Goal: Find an article using a publicly available dataset with a table or figure that you can replicate

  1. If you answered “YES” to Q1 or Q2 in Part 1 and “NO” to Q3 for any of your five articles above, then you should feel free to use that article and the publicly available data associated with it for Part 2 and for the remaining Project Assignments.
    • Under Part 2 in your RMD file, re-list the selected article’s full citation and a link to the article’s DOI.
    • Describe where the data are located for public access, and include a link to the publicly available data associated with the article.
  2. Whether you selected an eligible article in Part 1 or not, you should familiarize yourself with the ICPSR and NACJD websites.
    • ICPSR, or the Inter-university Consortium for Political and Social Research, is an international consortium comprised of over 750 academic and research institutions that provides a host of services, including data archiving, data curation, and training in data access and analysis. ICPSR’s data archive contains “more than 250,000 files in social and behavioral sciences” and “hosts 21 specialized collections of data in education, aging, criminal justice, substance abuse, terrorism, and other fields” (see “About ICPSR”).
      • NACJD, or the National Archive of Criminal Justice Data, is one of ICPSR’s specialized collections. NACJD “archives and disseminates data on crime and justice for secondary analysis,” and its archive “contains data from over 2,700 curated studies or statistical data series.”
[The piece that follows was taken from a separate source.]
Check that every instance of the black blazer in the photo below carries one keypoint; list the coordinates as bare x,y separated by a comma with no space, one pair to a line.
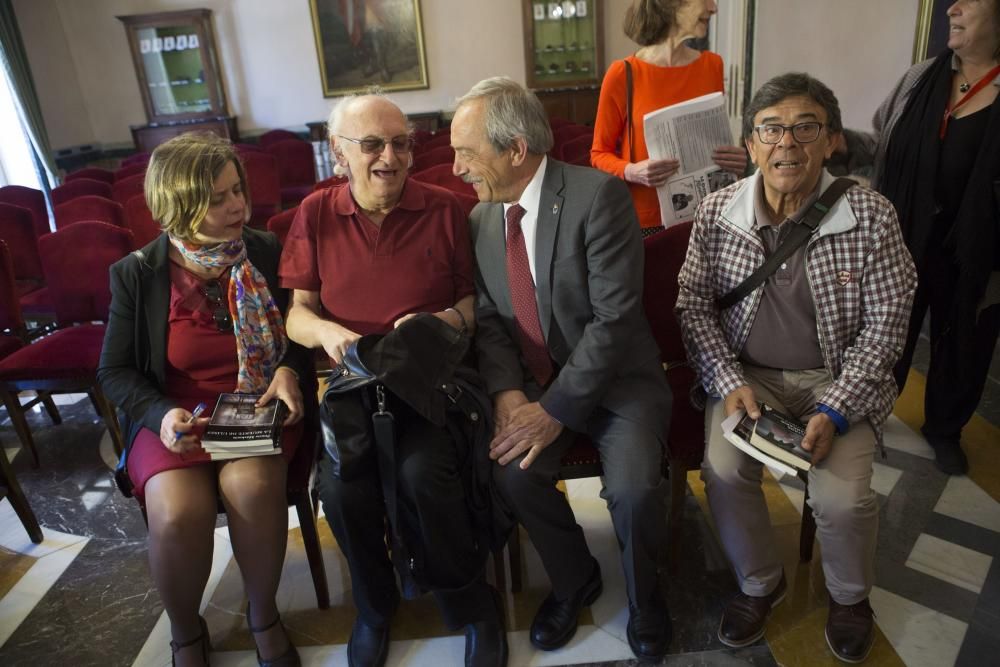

It’s worth familiarizing yourself with the ICPSR webpage for a specific dataset as it has some pretty standard things that can be useful. Here, we’ll use Wave 1 of the National Youth Survey from 1976. You’ll learn more about the NYS data in your next R assignment. For right now I just want to walk you through a typical ICPSR landing page.

ICPSR landing page for National Youth Survey, Wave 1, 1976

ICPSR landing page for National Youth Survey, Wave 1, 1976

Under the “At A Glance” tab, it provides a basic overview of the data including a a summary, citation, funding sources, restrictions, as well as some basics about the scope and methodology of the project. Another potentially useful thing for students is the “Data-related Publications” tab:

Finding Data-Related Publications on ICPSR

Finding Data-Related Publications on ICPSR

This provides a list of the publications that have used Wave 1 of the NYS data series. It can provide you with some potential studies that may be of interest for replicating or, if you are trying to use this data for original research, see what exactly has been done with this data before. There is other stuff to peruse on each specific data’s ICPSR site, but for this class, an important feature is the “Data & Documentation” tab. This is where you can actually download the data.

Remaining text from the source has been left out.